LANGUAGE SPOKEN AT HOME

In the 2011 Census, 83% of Aboriginal and Torres Strait Islander people reported speaking only English at home, similar to the proportion of non-Indigenous people (80%).

About one in 10 Aboriginal and Torres Strait Islander people (11%) reported speaking an Australian Indigenous language at home. Aboriginal and Torres Strait Islander people aged 25 to 44 years were most likely to speak an Indigenous language at home (13%), followed closely by those aged 15 to 24 years and those aged 45 years and over (both 11%). Aboriginal and Torres Strait Islander children aged 14 years and under were least likely to speak an Indigenous language (10%) and most likely to speak only English at home (85%).

Of the Australian Indigenous languages spoken at home, languages in the Arnhem Land and Daly River Region Languages and Western Desert Languages groups were the most widely spoken (18% and 14% respectively). The next most prominent language groups spoken at home were Yolngu Matha and Torres Strait Island Languages (11% each).


AUSTRALIAN INDIGENOUS LANGUAGE SPEAKERS BY LANGUAGE GROUP(a), Aboriginal and Torres Strait Islander people(b)

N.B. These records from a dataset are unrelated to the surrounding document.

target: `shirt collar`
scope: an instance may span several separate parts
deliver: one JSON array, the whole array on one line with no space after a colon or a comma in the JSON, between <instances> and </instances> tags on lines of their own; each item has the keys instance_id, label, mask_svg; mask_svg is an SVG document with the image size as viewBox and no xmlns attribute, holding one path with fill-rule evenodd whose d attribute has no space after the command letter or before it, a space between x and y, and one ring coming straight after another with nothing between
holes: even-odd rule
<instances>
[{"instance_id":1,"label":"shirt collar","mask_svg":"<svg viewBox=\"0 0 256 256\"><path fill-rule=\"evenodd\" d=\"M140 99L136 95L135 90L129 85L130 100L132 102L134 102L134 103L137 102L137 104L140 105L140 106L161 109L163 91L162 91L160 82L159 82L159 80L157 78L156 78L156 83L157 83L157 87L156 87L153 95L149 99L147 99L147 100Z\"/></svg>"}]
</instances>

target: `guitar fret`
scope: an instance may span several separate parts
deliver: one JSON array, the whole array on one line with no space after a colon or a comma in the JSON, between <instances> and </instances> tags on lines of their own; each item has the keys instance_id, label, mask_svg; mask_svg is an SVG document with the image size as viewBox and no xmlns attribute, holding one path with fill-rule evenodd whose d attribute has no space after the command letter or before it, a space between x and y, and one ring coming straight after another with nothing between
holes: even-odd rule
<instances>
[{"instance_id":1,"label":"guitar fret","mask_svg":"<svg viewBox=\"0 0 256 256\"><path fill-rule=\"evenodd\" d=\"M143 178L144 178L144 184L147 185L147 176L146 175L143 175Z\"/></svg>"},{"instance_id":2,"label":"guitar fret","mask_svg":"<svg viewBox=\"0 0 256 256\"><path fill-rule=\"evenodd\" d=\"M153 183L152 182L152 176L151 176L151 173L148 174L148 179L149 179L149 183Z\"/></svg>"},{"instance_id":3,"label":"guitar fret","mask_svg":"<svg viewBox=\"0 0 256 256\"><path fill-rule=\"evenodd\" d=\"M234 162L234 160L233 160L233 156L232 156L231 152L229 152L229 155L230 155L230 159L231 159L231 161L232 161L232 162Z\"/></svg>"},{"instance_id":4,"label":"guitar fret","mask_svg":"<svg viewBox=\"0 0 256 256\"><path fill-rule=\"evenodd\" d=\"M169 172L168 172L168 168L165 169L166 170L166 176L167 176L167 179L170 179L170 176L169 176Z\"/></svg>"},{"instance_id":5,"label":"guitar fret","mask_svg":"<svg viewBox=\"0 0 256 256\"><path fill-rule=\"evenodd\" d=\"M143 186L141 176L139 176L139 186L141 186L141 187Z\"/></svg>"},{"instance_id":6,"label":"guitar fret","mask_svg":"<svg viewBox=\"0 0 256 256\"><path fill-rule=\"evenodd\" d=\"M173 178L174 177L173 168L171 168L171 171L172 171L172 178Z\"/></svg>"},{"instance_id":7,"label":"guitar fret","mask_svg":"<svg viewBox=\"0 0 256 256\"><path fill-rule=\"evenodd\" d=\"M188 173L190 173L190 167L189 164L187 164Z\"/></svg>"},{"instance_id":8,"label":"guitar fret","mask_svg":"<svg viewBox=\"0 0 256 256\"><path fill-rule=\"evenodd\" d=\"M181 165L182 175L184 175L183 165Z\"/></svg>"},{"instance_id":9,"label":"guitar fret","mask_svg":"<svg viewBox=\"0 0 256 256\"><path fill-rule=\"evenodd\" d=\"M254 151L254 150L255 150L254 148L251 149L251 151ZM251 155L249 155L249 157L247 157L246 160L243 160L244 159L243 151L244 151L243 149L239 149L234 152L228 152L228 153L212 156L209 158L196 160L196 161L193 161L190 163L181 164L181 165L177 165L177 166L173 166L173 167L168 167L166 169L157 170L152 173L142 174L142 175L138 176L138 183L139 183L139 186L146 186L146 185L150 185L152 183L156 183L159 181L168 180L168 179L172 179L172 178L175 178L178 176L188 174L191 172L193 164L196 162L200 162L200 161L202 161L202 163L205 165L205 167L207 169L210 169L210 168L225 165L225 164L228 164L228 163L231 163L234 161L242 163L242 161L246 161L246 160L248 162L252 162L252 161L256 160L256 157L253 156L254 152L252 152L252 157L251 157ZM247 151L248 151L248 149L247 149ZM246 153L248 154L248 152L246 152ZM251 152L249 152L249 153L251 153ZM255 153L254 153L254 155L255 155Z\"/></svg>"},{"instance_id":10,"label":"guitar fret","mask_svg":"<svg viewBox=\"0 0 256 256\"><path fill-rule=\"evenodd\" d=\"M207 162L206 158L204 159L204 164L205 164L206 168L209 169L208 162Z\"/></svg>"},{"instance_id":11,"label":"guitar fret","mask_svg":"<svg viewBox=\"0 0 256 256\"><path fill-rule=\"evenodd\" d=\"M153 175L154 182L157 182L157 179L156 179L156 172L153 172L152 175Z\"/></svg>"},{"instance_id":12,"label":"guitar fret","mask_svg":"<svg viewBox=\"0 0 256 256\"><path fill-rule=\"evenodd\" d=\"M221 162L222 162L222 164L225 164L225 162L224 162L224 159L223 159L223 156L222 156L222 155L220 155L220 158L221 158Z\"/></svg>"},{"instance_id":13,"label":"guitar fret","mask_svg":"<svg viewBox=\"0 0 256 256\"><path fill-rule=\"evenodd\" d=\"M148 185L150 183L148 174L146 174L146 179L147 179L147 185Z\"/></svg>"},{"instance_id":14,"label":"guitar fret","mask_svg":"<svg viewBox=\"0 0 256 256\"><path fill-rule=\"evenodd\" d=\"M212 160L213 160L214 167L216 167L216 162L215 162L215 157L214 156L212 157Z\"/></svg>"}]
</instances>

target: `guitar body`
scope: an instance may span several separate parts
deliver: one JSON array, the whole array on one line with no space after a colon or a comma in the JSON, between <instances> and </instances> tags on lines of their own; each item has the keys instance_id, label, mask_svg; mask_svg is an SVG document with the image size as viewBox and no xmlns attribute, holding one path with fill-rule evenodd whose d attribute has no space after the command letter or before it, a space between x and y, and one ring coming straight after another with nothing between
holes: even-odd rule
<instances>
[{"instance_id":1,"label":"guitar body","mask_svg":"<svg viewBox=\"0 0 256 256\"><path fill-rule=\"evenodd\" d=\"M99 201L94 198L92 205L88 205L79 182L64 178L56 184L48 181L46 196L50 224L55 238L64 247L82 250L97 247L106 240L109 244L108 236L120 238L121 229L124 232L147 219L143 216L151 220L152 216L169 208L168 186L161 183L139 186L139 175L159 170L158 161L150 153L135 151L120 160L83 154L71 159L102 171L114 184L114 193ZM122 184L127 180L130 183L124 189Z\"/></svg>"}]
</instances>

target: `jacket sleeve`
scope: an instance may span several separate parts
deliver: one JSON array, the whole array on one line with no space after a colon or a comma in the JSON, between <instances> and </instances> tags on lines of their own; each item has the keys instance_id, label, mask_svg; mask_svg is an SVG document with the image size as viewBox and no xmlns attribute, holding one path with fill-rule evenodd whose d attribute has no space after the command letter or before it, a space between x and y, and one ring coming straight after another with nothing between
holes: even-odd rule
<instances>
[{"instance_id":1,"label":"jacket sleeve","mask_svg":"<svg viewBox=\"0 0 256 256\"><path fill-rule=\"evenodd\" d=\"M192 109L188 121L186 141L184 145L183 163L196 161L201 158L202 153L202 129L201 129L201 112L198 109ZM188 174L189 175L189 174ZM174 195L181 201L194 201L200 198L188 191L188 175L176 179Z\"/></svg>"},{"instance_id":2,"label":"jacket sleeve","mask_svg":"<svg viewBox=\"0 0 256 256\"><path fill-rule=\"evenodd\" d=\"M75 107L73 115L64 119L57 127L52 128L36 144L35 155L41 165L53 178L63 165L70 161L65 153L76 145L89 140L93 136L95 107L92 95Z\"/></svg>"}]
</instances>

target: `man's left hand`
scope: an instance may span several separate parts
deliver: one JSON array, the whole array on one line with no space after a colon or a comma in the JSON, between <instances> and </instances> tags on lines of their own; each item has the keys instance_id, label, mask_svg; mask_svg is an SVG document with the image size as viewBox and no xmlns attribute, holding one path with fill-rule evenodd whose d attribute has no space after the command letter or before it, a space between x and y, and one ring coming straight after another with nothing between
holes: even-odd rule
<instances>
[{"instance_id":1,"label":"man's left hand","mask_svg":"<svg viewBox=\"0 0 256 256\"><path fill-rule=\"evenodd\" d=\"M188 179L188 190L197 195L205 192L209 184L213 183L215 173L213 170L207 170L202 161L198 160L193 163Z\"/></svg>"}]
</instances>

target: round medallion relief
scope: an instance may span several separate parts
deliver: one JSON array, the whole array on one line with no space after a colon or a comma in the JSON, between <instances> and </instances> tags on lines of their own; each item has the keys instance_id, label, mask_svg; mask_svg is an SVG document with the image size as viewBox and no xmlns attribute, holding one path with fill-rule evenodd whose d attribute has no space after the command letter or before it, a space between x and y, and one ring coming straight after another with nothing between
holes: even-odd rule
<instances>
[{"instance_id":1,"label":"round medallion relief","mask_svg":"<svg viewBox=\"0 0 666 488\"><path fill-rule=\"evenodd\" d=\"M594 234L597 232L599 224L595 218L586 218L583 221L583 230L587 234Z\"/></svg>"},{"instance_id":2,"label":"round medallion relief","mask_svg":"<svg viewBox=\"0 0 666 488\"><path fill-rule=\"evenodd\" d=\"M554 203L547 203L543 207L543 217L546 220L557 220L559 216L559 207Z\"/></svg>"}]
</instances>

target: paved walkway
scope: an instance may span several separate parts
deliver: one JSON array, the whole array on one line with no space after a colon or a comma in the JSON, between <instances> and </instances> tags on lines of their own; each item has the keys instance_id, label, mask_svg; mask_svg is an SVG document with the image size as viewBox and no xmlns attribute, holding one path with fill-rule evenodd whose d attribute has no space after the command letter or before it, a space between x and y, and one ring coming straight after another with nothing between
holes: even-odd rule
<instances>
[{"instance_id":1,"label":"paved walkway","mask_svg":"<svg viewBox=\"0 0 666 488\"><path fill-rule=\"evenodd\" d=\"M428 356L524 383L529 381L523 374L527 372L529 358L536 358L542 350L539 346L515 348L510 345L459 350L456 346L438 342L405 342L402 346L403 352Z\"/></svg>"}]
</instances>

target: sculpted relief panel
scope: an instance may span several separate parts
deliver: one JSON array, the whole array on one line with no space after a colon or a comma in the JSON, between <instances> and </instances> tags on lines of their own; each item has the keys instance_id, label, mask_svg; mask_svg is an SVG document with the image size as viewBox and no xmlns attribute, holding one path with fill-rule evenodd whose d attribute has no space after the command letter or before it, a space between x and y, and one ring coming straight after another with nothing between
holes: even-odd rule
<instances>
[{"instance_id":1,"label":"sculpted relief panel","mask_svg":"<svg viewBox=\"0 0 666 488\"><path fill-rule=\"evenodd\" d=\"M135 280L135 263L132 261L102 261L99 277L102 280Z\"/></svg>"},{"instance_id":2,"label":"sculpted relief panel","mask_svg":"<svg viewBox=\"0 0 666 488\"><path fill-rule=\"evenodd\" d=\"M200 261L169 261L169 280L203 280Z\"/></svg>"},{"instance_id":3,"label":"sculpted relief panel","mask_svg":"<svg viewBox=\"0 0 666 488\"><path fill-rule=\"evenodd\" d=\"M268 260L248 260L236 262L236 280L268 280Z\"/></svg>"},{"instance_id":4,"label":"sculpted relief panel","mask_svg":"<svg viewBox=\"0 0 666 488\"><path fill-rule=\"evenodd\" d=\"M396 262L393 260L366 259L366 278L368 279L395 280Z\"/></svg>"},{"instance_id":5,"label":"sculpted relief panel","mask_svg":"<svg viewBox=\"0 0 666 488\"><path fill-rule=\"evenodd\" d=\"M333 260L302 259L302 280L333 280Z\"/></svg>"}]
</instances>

Graph shows Arnhem Land and Daly River Region languages have the highest proportion of speakers, followed by Western Desert languages, Yolngu Matha and Torres Strait Island languages.



PROFICIENCY IN SPOKEN ENGLISH

Of Aboriginal and Torres Strait Islander people who spoke an Australian Indigenous language at home, the majority (82%) reported speaking English well or very well, while 17% reported they did not speak English well or at all. Aboriginal and Torres Strait Islander people aged 25 to 44 years reported the highest rate of speaking English well or very well (91%).


AUSTRALIAN INDIGENOUS LANGUAGE SPEAKERS BY PROFICIENCY IN ENGLISH(a), Aboriginal and Torres Strait Islander people(b)

Graph shows Aboriginal and Torres Strait Islander people aged 25 to 44 years reported the highest rate of speaking English well or very well (91%), followed by those aged 15 to 24 years (89%) and those aged 45 years and over (85%).